Michael Gerber defined the three classes of business ownership in his classic “The E-Myth Revisited”;

  1. Technicians – who make the things that make the money;

  2. Managers – who create and supervise the systems that organise the technicians who make the things that make the money;

  3. Entrepreneurs – who recruit and mentor the managers who create and supervise the systems that organise the technicians who make the things that make the money.

In a successful business, the entrepreneur intuitively or experientially understands what it’s like to be a manager and a technician – they have simply chosen to use their time and money in an more effective way.

It goes wrong when the entrepreneur doesn’t know “Jack Sh*t” about how to be a manager or a technician – and/or hires managers who don’t know how to be technicians.

It gets even worse when the entrepreneur persuades financiers that there is a killing to be made and they invest in the speculation.

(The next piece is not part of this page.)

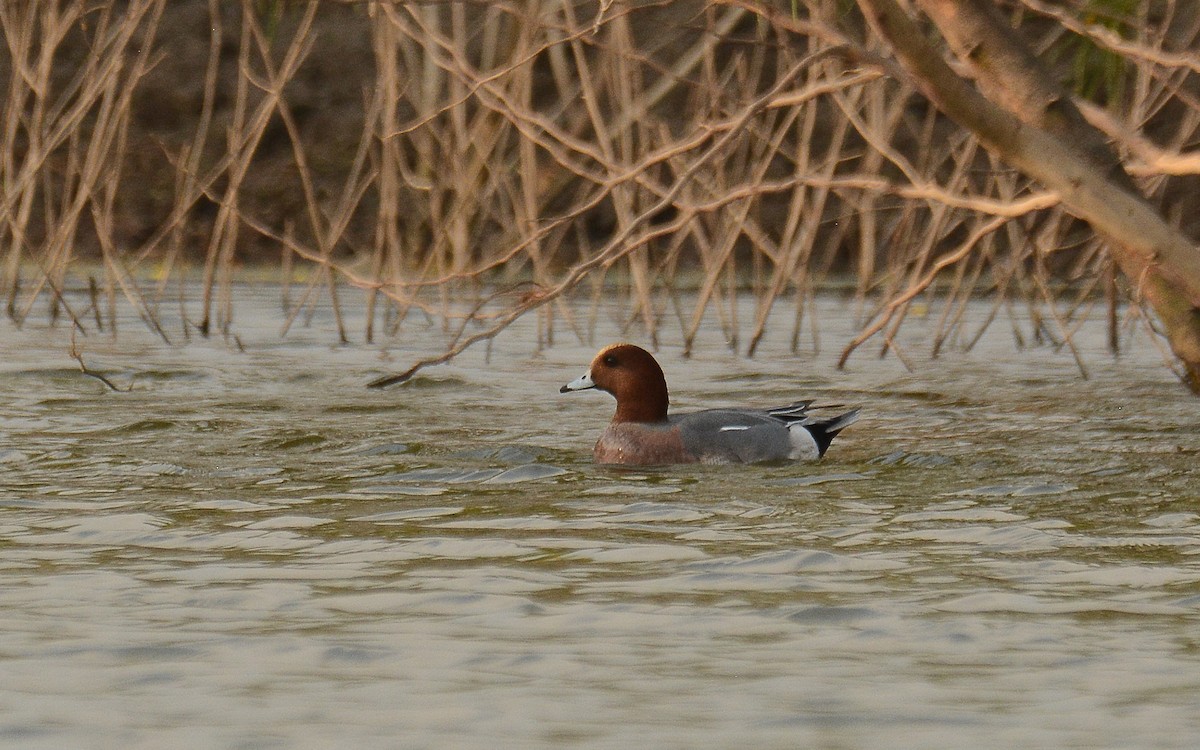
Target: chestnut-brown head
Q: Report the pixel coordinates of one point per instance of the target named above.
(633, 377)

When it goes wrong (as it always does):

  1. The financiers tell their investors that it’s tough luck – to stop moaning because 1 in 6 gambles pay off and that’s what they signed up for – then they erase the debt from their balance sheet and move on;

  2. The entrepreneur blames everyone else and moves on to their next big project, a little poorer (but not much) because the financier’s investors took the hit:

  3. The managers have to find new jobs;

  4. The technicians make the things that make the money somewhere else.

Bottom of the pile – the patients – oops, sorry, supporters and the community.

God forbid that anything like that would happen in UK dentistry.